Monday, 20 April 2009

It is tough for trainees but is studying journalism all about getting a job?

I've done a piece for MediaGuardian today on how tough it is for journalism students to get jobs this year with many trainee places and traineeships drying up.
What saddens me most is that a time when the newspaper industry needs to make the jump to a digital future it is losing out on loads of young journalists who have grown up with the web, have their own blogs, understand social media and have the multi-media skills that might just save the industry.

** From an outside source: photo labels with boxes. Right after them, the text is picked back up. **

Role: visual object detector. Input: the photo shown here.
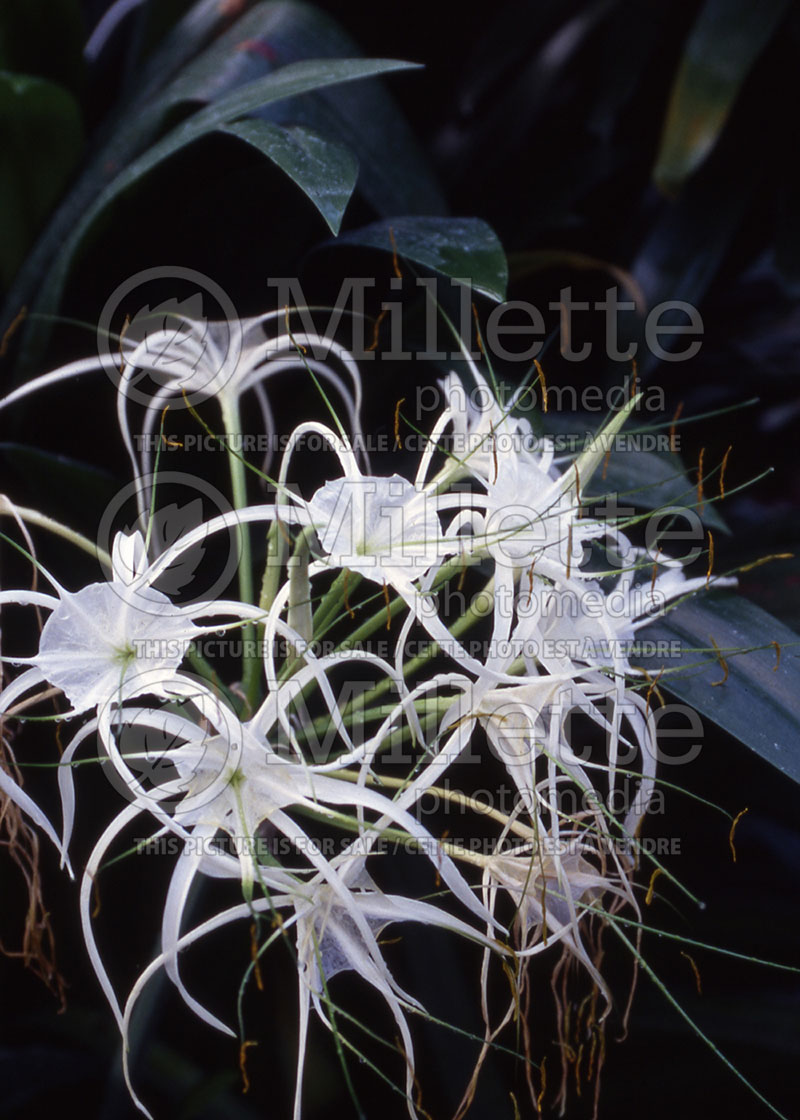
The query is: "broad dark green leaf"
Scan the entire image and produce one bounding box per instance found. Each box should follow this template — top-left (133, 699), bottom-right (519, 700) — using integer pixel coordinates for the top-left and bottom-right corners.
top-left (0, 72), bottom-right (83, 287)
top-left (0, 0), bottom-right (85, 91)
top-left (653, 0), bottom-right (790, 194)
top-left (329, 217), bottom-right (509, 301)
top-left (158, 0), bottom-right (446, 215)
top-left (21, 58), bottom-right (413, 362)
top-left (220, 120), bottom-right (359, 234)
top-left (640, 594), bottom-right (800, 782)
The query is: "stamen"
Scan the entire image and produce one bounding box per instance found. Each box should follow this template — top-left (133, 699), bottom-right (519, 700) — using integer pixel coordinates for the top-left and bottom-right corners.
top-left (383, 579), bottom-right (392, 629)
top-left (708, 634), bottom-right (728, 688)
top-left (394, 396), bottom-right (406, 450)
top-left (644, 867), bottom-right (663, 906)
top-left (669, 401), bottom-right (683, 451)
top-left (728, 808), bottom-right (750, 864)
top-left (533, 358), bottom-right (547, 412)
top-left (389, 226), bottom-right (402, 280)
top-left (342, 568), bottom-right (355, 618)
top-left (239, 1039), bottom-right (258, 1093)
top-left (0, 304), bottom-right (28, 357)
top-left (719, 444), bottom-right (733, 497)
top-left (472, 301), bottom-right (486, 355)
top-left (697, 447), bottom-right (706, 513)
top-left (366, 307), bottom-right (389, 354)
top-left (250, 922), bottom-right (264, 991)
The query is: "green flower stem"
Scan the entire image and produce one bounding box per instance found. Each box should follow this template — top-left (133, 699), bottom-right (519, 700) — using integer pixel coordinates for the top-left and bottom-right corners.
top-left (339, 576), bottom-right (494, 715)
top-left (336, 771), bottom-right (537, 842)
top-left (220, 394), bottom-right (256, 711)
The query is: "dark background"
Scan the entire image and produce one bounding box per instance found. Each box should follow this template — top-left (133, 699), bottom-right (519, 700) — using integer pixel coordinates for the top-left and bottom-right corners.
top-left (0, 0), bottom-right (800, 1120)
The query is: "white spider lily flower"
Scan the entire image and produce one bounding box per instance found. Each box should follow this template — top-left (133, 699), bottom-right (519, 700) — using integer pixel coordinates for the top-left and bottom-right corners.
top-left (113, 841), bottom-right (497, 1120)
top-left (0, 533), bottom-right (252, 716)
top-left (308, 475), bottom-right (445, 587)
top-left (420, 362), bottom-right (554, 486)
top-left (0, 311), bottom-right (362, 519)
top-left (82, 666), bottom-right (492, 1057)
top-left (292, 841), bottom-right (502, 1120)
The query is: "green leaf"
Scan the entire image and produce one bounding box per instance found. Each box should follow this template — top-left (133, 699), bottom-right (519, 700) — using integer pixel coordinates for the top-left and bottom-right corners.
top-left (158, 0), bottom-right (446, 215)
top-left (336, 217), bottom-right (509, 301)
top-left (653, 0), bottom-right (790, 194)
top-left (221, 120), bottom-right (359, 235)
top-left (641, 595), bottom-right (800, 782)
top-left (0, 72), bottom-right (83, 286)
top-left (19, 58), bottom-right (415, 358)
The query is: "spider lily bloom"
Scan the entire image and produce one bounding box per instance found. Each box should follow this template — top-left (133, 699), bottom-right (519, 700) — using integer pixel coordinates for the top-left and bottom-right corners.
top-left (82, 659), bottom-right (491, 1052)
top-left (120, 840), bottom-right (495, 1120)
top-left (0, 311), bottom-right (362, 517)
top-left (0, 524), bottom-right (293, 861)
top-left (412, 362), bottom-right (554, 488)
top-left (292, 841), bottom-right (503, 1120)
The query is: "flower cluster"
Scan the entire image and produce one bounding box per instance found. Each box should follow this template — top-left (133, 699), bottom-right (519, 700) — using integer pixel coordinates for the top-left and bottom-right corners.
top-left (0, 316), bottom-right (730, 1118)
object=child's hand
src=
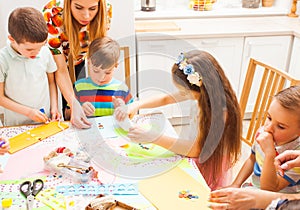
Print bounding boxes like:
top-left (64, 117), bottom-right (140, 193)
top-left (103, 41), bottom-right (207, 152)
top-left (256, 131), bottom-right (276, 156)
top-left (82, 102), bottom-right (95, 116)
top-left (27, 109), bottom-right (48, 123)
top-left (112, 96), bottom-right (125, 109)
top-left (127, 101), bottom-right (140, 119)
top-left (0, 138), bottom-right (10, 155)
top-left (127, 126), bottom-right (163, 143)
top-left (114, 105), bottom-right (128, 122)
top-left (274, 150), bottom-right (300, 176)
top-left (51, 108), bottom-right (61, 121)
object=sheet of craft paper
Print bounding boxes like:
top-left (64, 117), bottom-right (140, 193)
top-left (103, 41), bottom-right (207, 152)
top-left (139, 167), bottom-right (209, 210)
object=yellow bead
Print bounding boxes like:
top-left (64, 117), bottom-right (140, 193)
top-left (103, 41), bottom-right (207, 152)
top-left (2, 198), bottom-right (12, 208)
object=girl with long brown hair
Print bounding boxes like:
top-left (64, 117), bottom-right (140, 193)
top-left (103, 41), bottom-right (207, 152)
top-left (118, 50), bottom-right (242, 189)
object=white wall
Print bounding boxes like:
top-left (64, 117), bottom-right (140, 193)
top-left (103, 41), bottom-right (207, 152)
top-left (0, 0), bottom-right (49, 47)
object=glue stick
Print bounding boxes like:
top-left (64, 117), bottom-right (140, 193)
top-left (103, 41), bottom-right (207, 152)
top-left (1, 198), bottom-right (12, 210)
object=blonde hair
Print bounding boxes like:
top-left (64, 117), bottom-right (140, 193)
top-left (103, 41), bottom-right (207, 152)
top-left (172, 50), bottom-right (242, 189)
top-left (88, 36), bottom-right (120, 69)
top-left (8, 7), bottom-right (48, 44)
top-left (63, 0), bottom-right (107, 81)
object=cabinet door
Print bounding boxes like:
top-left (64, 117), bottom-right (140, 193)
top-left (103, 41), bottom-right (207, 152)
top-left (176, 37), bottom-right (244, 93)
top-left (289, 37), bottom-right (300, 79)
top-left (137, 40), bottom-right (177, 118)
top-left (240, 36), bottom-right (292, 112)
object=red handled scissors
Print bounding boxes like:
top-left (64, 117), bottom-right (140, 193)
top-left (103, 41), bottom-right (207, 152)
top-left (20, 179), bottom-right (44, 210)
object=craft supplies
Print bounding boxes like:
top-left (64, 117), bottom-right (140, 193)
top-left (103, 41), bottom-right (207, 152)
top-left (85, 194), bottom-right (136, 210)
top-left (36, 188), bottom-right (67, 210)
top-left (1, 198), bottom-right (13, 209)
top-left (56, 183), bottom-right (139, 196)
top-left (139, 167), bottom-right (210, 210)
top-left (20, 179), bottom-right (44, 210)
top-left (44, 147), bottom-right (100, 183)
top-left (0, 140), bottom-right (5, 147)
top-left (8, 121), bottom-right (69, 154)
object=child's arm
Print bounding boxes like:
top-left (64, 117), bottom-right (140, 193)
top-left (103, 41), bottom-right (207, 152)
top-left (47, 73), bottom-right (61, 120)
top-left (0, 82), bottom-right (48, 122)
top-left (0, 137), bottom-right (9, 155)
top-left (256, 132), bottom-right (289, 192)
top-left (128, 92), bottom-right (189, 118)
top-left (127, 126), bottom-right (200, 157)
top-left (82, 102), bottom-right (95, 116)
top-left (230, 153), bottom-right (255, 187)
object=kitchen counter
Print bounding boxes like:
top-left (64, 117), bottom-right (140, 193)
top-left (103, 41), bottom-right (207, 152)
top-left (135, 16), bottom-right (300, 40)
top-left (134, 7), bottom-right (289, 20)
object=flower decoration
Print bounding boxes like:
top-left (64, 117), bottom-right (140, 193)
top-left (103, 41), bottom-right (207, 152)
top-left (175, 53), bottom-right (202, 87)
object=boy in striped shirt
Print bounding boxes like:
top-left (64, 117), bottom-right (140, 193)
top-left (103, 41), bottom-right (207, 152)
top-left (66, 36), bottom-right (133, 117)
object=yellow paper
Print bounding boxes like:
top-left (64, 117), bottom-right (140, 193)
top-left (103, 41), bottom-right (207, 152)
top-left (8, 121), bottom-right (69, 154)
top-left (139, 167), bottom-right (210, 210)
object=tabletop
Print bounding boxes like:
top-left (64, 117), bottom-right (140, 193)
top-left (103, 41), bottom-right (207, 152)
top-left (0, 115), bottom-right (209, 210)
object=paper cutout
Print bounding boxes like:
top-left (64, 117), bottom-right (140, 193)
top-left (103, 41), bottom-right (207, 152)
top-left (35, 189), bottom-right (67, 210)
top-left (8, 121), bottom-right (69, 154)
top-left (124, 143), bottom-right (175, 160)
top-left (139, 167), bottom-right (209, 210)
top-left (56, 183), bottom-right (139, 196)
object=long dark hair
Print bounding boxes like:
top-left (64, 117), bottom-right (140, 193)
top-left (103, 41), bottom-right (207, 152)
top-left (172, 50), bottom-right (242, 188)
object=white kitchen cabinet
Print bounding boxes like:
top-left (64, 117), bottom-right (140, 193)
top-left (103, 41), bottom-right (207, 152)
top-left (239, 36), bottom-right (292, 112)
top-left (289, 37), bottom-right (300, 79)
top-left (176, 37), bottom-right (244, 93)
top-left (137, 39), bottom-right (180, 118)
top-left (138, 37), bottom-right (244, 118)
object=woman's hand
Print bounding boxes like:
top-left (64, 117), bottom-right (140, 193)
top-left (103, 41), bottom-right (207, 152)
top-left (27, 109), bottom-right (49, 123)
top-left (50, 109), bottom-right (61, 121)
top-left (0, 138), bottom-right (10, 155)
top-left (70, 98), bottom-right (91, 128)
top-left (209, 188), bottom-right (259, 210)
top-left (256, 131), bottom-right (276, 156)
top-left (82, 102), bottom-right (95, 116)
top-left (274, 150), bottom-right (300, 176)
top-left (127, 126), bottom-right (163, 143)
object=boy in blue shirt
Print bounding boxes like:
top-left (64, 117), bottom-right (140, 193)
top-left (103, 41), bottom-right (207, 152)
top-left (66, 36), bottom-right (133, 117)
top-left (0, 7), bottom-right (61, 126)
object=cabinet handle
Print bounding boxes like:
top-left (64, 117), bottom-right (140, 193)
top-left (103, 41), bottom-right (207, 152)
top-left (201, 40), bottom-right (219, 45)
top-left (246, 42), bottom-right (252, 58)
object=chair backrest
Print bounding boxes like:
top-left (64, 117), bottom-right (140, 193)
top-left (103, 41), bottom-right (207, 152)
top-left (120, 46), bottom-right (130, 90)
top-left (240, 58), bottom-right (300, 146)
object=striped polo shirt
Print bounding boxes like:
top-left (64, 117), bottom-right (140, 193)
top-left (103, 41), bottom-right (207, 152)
top-left (251, 128), bottom-right (300, 193)
top-left (74, 77), bottom-right (133, 117)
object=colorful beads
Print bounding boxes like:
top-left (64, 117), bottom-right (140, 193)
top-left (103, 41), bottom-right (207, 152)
top-left (178, 190), bottom-right (199, 199)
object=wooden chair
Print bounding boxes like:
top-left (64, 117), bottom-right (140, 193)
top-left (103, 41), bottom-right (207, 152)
top-left (240, 58), bottom-right (300, 146)
top-left (120, 46), bottom-right (130, 90)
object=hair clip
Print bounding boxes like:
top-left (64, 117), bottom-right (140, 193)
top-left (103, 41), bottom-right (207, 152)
top-left (175, 53), bottom-right (202, 87)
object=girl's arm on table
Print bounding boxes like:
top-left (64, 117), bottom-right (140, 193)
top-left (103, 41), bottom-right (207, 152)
top-left (47, 73), bottom-right (61, 120)
top-left (128, 92), bottom-right (190, 118)
top-left (256, 132), bottom-right (289, 192)
top-left (0, 82), bottom-right (48, 122)
top-left (209, 188), bottom-right (300, 210)
top-left (230, 153), bottom-right (255, 187)
top-left (53, 54), bottom-right (91, 128)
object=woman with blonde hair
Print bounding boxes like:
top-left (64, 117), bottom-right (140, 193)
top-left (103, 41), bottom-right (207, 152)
top-left (43, 0), bottom-right (112, 124)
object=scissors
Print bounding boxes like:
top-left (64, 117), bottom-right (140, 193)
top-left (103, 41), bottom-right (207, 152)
top-left (20, 179), bottom-right (44, 210)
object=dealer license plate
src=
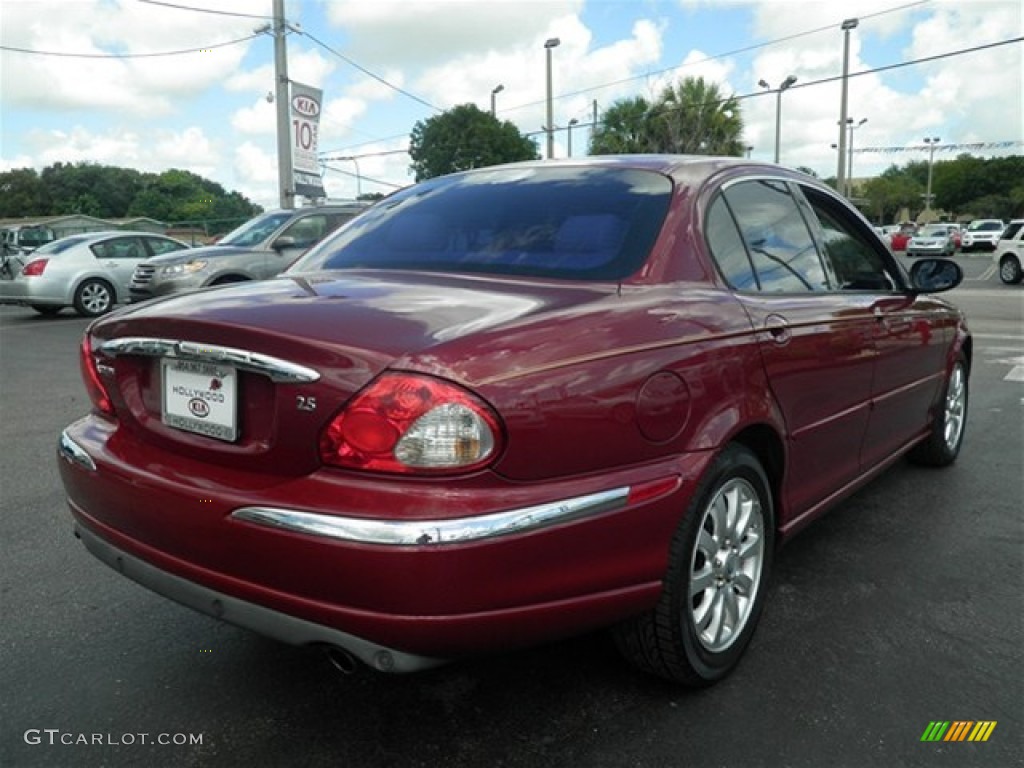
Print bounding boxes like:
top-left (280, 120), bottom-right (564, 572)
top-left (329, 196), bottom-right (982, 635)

One academic, Chris Rushton, head of Journalism & Public Relations at the University of Sunderland e-mailed me this morning to point out that studying journalism is not all about getting a job as a journalist.
He said: "I just read your piece and it accurately sums up the depression currently engulfing practitioners, academics and students. The only thing I would have added - and it's something that MediaGuardian always ignores - is that taking a degree in Journalism is as valid as studying English, History or Politics (which probably covers the educational background of a high proportion of Guardian journalists).
"To use the education jargon, a BA in Journalism has as many transferable skills as virtually any degree you care to mention and a lot more than most. The ability to access, analyse and communicate a wide range of information is now valued in all sectors of employment. As I say at all recruitment sessions there is no shame in deciding halfway through a degree course that journalism is not for you - it will still equip you for many different career paths (e.g. other media work,teaching, research, PR)."
Applications at Sunderland are up 62 per cent on last year.
He has a point. I studied politics but am not a politician.